E’ un fantasmino giallo (lo spauracchio), disegnato da Viorel Samuel Cirpaciu, un bambino Rom di 11 anni, il simbolo della prima campagna sociale contro il razzismo, la paura e i pregiudizi.
Obiettivo della campagna è favorire la conoscenza reciproca e il dialogo, abbattendo i pregiudizi e gli stereotipi che spesso determinano paure ingiustificate e sono alla base di deprecabili episodi di intolleranza e razzismo. La campagna, che vuole avere un carattere culturale, è mirata a contrastare la paura del diverso, chiedendo alle cittadine e ai cittadini di partecipare attivamente sottoscrivendo il Manifesto per una campagna nazionale contro il razzismo, l’indifferenza e la paura dell’altro ed esponendo il fantasmino: sull’abito, sulla borsa, sulla scrivania al lavoro o su un mobile a casa.
Le firme raccolte verranno consegnate al Presidente della Repubblica Giorgio Napolitano in occasione della giornata mondiale del rifugiato promossa dalle Nazioni Unite il 20 giugno.
IL MANIFESTO DA SOTTOSCRIVERE
Più di quattro milioni di persone di origine straniera vivono oggi in Italia.

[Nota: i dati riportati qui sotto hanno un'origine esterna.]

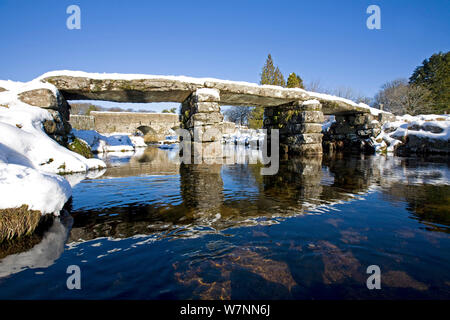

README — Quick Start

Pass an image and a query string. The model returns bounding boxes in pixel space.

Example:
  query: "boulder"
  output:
[18,88,59,110]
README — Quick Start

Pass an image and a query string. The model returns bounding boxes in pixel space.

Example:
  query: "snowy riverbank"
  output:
[0,81,105,215]
[372,114,450,154]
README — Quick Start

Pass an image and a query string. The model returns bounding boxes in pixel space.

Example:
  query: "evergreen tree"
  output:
[248,53,286,129]
[287,72,305,89]
[409,51,450,113]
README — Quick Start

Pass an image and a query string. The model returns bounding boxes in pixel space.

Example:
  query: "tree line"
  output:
[224,52,450,129]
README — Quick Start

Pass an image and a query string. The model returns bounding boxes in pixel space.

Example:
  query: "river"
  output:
[0,147,450,299]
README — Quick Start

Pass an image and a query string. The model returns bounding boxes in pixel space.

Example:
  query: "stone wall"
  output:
[264,100,324,155]
[19,88,72,146]
[323,113,395,153]
[70,111,180,142]
[180,88,224,160]
[69,114,95,130]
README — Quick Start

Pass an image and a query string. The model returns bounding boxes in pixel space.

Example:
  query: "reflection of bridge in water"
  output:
[0,148,450,275]
[64,149,450,240]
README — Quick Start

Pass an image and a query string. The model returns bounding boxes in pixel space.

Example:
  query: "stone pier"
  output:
[264,100,324,155]
[180,88,223,159]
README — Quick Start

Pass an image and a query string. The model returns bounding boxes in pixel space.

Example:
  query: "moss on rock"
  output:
[68,138,94,159]
[0,205,41,243]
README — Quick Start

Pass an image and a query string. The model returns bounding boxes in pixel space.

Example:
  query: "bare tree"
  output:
[375,79,432,115]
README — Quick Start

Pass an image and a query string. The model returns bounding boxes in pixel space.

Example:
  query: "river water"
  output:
[0,147,450,299]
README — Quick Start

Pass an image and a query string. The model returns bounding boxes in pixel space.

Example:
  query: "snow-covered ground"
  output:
[222,129,265,147]
[72,129,147,153]
[72,130,178,153]
[0,81,105,214]
[373,114,450,153]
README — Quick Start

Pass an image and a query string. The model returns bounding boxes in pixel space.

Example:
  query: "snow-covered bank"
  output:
[372,115,450,153]
[72,130,147,153]
[0,81,105,215]
[222,128,265,147]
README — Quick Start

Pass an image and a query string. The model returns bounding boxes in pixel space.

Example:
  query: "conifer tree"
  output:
[287,72,305,89]
[248,53,286,129]
[409,51,450,113]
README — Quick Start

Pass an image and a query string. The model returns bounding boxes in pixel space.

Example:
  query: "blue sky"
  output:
[0,0,450,110]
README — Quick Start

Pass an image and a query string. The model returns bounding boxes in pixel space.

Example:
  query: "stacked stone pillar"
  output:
[181,88,223,159]
[264,100,324,156]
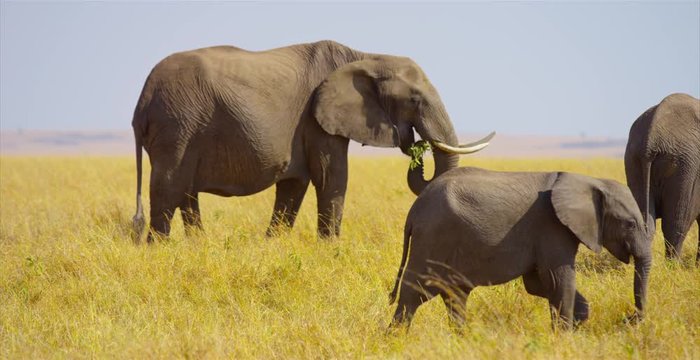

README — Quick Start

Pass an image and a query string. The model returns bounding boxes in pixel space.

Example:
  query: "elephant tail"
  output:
[133,121,146,241]
[389,221,411,304]
[641,159,656,232]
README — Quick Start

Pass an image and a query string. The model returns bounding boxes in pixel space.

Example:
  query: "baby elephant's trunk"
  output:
[634,254,651,319]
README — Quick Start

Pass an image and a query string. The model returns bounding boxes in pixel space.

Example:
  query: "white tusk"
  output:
[433,131,496,155]
[459,131,496,147]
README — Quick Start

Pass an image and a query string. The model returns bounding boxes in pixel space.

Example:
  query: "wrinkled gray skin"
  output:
[132,41,468,241]
[625,94,700,265]
[391,168,651,328]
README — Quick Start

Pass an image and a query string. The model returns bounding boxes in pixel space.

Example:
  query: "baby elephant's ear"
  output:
[552,173,603,253]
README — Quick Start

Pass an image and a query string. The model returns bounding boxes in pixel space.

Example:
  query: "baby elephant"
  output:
[391,168,651,329]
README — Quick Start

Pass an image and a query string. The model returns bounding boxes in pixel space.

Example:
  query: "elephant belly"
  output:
[455,249,534,286]
[195,133,291,196]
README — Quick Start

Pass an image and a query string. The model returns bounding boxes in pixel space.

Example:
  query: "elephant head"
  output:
[552,173,651,317]
[313,55,493,195]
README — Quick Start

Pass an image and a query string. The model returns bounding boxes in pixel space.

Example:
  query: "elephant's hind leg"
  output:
[440,287,472,329]
[180,192,204,236]
[695,217,700,267]
[147,167,187,243]
[390,278,433,327]
[523,271,588,324]
[265,179,309,236]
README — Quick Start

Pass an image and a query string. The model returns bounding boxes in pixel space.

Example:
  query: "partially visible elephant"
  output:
[625,94,700,265]
[132,41,486,241]
[390,168,651,328]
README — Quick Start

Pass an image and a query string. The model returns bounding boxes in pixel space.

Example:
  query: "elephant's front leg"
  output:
[309,134,348,238]
[265,179,309,236]
[180,192,204,236]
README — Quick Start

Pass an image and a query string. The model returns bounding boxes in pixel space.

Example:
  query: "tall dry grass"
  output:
[0,157,700,359]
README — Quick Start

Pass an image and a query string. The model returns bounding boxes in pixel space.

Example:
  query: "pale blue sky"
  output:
[0,1,700,137]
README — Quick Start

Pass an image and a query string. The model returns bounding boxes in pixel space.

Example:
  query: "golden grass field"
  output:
[0,157,700,359]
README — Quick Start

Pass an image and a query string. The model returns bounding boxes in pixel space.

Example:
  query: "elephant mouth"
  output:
[399,131,496,156]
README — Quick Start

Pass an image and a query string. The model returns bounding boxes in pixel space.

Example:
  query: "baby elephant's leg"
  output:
[523,271,588,323]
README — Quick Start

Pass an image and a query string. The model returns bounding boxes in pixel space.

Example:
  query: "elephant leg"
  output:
[440,287,472,329]
[523,271,588,323]
[695,217,700,267]
[309,135,348,238]
[147,187,181,243]
[538,265,585,330]
[265,179,309,237]
[180,193,203,236]
[389,279,432,327]
[147,166,187,243]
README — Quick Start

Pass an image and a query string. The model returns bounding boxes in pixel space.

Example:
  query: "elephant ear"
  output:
[314,59,399,147]
[552,173,604,253]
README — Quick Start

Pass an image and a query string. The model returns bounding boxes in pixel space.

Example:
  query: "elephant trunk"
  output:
[634,253,651,319]
[407,149,459,196]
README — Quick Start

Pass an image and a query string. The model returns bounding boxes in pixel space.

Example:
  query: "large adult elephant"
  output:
[132,41,488,241]
[625,94,700,264]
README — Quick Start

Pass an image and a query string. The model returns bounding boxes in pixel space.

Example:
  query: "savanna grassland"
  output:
[0,157,700,359]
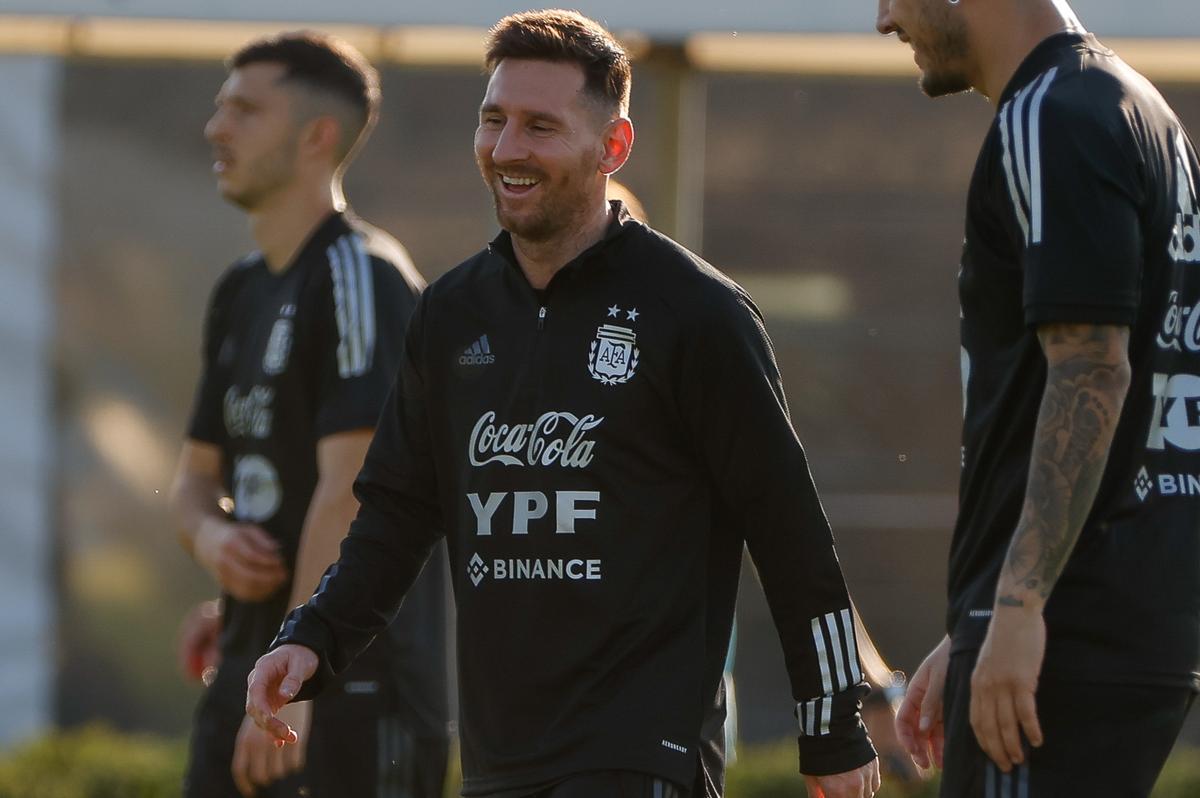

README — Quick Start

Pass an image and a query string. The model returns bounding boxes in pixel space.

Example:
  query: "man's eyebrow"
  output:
[479,102,565,125]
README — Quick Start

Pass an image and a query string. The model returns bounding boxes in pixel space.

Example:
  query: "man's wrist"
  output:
[992,583,1046,616]
[192,516,228,576]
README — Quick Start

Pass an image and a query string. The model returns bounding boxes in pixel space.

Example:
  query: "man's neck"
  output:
[512,200,612,290]
[972,0,1084,108]
[250,184,346,272]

Si tratta in gran parte di lavoratrici e lavoratori che contribuiscono al benessere di questo Paese e che lentamente e faticosamente, sono entrati a far parte della nostra comunità.
Persone spesso vittime di pregiudizi e usate come capri espiatori specialmente quando aumentano l’insicurezza economica e il disagio sociale.
Chi alimenta il razzismo e la xenofobia attraverso la diffusione di informazioni fuorvianti e campagne di criminalizzazione fa prima di tutto un danno al Paese. L’aumento degli episodi di intolleranza e violenza razzista a cui assistiamo sono sintomi preoccupanti di un corto circuito che rischia di degenerare e che ci allontana dai riferimenti cardine della nostra civiltà.
Tutti gli esseri umani nascono liberi ed eguali in dignità e diritti. Ad ogni individuo spettano tutti i diritti e tutte le libertà enunciate nella Costituzione italiana e nella Dichiarazione Universale dei Diritti Umani, senza distinzione alcuna di nazionalità, colore della pelle, sesso, lingua, religione, opinione politica, origine, condizioni economiche e sociali, nascita o altro.
Sono questi i principi fondamentali che accomunano ogni essere umano e costituiscono la base di ogni moderna democrazia.
Una società che si chiude sempre di più in se stessa, che cede alla paura degli stranieri e delle differenze, è una società meno libera, meno democratica e senza futuro.
Non si possono difendere i nostri diritti senza affermare i diritti di ogni individuo, a cominciare da chi è debole e spesso straniero. Il benessere e la dignità di ognuno di noi sono strettamente legati a quelli di chi ci vive accanto, chiunque esso sia.